The technical term for the desired state in Salt is highstate, which is shortened from high-level state. It describes the goal of the state. The name is a frequent cause of confusion because it seems to be the opposite of a low state, which is described almost nowhere.
The low states, or the low-level states, are the steps Salt takes to get to the goal. Since the compilation of the goal to the low-level states is done internally, nothing in the user-facing documentation talks about a low state, thus leading to confusion.
The following applies the desired state.
$ salt '*' state.highstate
Because a lot of confusion is caused by the name highstate, an alias was created.
$ salt '*' state.apply
Again, both do the same thing: figure out the desired state for all machines and then issue commands to reach it.
The state is described in SLS files. These files are usually in the YAML format and describe the desired state.
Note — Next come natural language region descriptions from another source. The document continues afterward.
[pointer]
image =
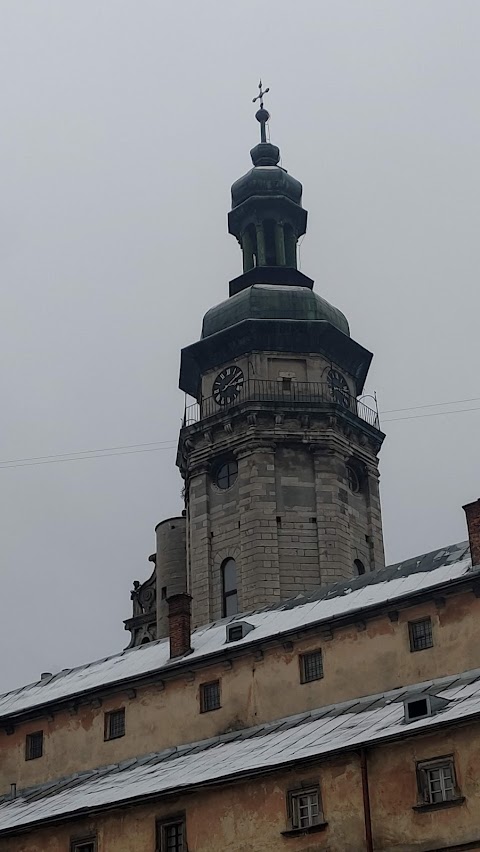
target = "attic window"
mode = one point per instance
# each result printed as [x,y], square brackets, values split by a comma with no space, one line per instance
[115,724]
[437,785]
[237,630]
[235,633]
[87,844]
[417,709]
[34,745]
[311,666]
[420,633]
[421,706]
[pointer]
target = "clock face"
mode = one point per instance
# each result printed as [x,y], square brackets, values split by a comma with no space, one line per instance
[227,385]
[338,388]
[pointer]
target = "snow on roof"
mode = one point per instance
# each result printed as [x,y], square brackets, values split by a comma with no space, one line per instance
[382,587]
[331,729]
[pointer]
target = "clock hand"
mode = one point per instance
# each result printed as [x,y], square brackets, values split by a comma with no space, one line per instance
[233,382]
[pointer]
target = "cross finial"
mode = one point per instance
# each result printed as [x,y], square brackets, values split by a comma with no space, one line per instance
[261,93]
[262,115]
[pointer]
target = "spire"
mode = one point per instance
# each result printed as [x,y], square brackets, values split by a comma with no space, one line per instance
[262,115]
[267,216]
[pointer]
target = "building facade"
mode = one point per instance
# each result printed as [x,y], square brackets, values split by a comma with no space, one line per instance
[282,689]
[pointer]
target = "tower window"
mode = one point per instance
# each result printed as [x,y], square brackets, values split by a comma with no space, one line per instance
[115,724]
[359,567]
[34,745]
[311,666]
[353,479]
[226,474]
[420,633]
[210,696]
[229,587]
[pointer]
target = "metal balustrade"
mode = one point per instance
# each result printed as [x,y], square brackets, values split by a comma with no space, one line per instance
[287,393]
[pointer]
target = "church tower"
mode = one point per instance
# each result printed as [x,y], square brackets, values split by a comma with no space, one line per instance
[278,453]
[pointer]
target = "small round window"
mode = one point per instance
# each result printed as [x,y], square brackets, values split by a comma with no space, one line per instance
[353,479]
[226,474]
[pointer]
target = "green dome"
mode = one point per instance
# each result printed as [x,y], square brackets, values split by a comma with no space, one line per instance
[272,301]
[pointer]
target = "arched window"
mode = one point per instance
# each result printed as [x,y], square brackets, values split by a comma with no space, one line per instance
[229,587]
[360,567]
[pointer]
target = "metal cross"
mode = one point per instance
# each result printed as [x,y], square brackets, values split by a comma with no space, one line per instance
[260,94]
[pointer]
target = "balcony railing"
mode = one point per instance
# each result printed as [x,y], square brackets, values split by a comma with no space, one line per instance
[284,393]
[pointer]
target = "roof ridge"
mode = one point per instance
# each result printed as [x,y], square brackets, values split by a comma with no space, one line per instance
[338,709]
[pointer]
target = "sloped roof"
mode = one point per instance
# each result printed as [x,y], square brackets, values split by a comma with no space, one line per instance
[388,585]
[332,729]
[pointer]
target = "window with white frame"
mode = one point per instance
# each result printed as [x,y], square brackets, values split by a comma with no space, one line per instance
[436,781]
[171,835]
[304,807]
[311,666]
[420,633]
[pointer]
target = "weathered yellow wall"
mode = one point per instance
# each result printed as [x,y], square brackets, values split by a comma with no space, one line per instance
[393,793]
[356,662]
[250,816]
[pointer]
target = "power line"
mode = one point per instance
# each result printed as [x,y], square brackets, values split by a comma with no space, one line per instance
[433,405]
[432,414]
[6,465]
[85,452]
[154,446]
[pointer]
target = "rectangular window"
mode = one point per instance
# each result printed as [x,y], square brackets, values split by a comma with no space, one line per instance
[34,745]
[305,808]
[209,696]
[311,666]
[436,781]
[171,835]
[86,844]
[420,634]
[115,724]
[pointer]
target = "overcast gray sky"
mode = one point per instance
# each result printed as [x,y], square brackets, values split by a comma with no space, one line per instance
[124,123]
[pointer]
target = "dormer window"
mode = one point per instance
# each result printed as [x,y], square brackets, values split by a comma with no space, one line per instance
[237,630]
[421,706]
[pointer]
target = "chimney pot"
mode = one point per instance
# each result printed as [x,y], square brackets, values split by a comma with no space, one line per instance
[472,512]
[179,618]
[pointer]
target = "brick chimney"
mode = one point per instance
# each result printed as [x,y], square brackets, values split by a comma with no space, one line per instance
[179,622]
[472,511]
The usual way to configure is one file top.sls, which describes which other files apply to which machines. The top.sls name is used by default as the top-level file.
A simple homogenous environment might be as follows.
# top.sls
base:
'*':
- core
- monitoring
- kubelet
This example would have all machines apply the configuration from core.sls (presumably, making sure the basic packages are installed, the right users are configured, etc.), from monitoring.sls (presumably, making sure that tools that monitor the machine are installed and running), and kubelet.sls, defining how to install and configure the kubelet.
Indeed, much of the time, Salt configures machines for workload orchestration tools such as Kubernetes or Docker Swarm.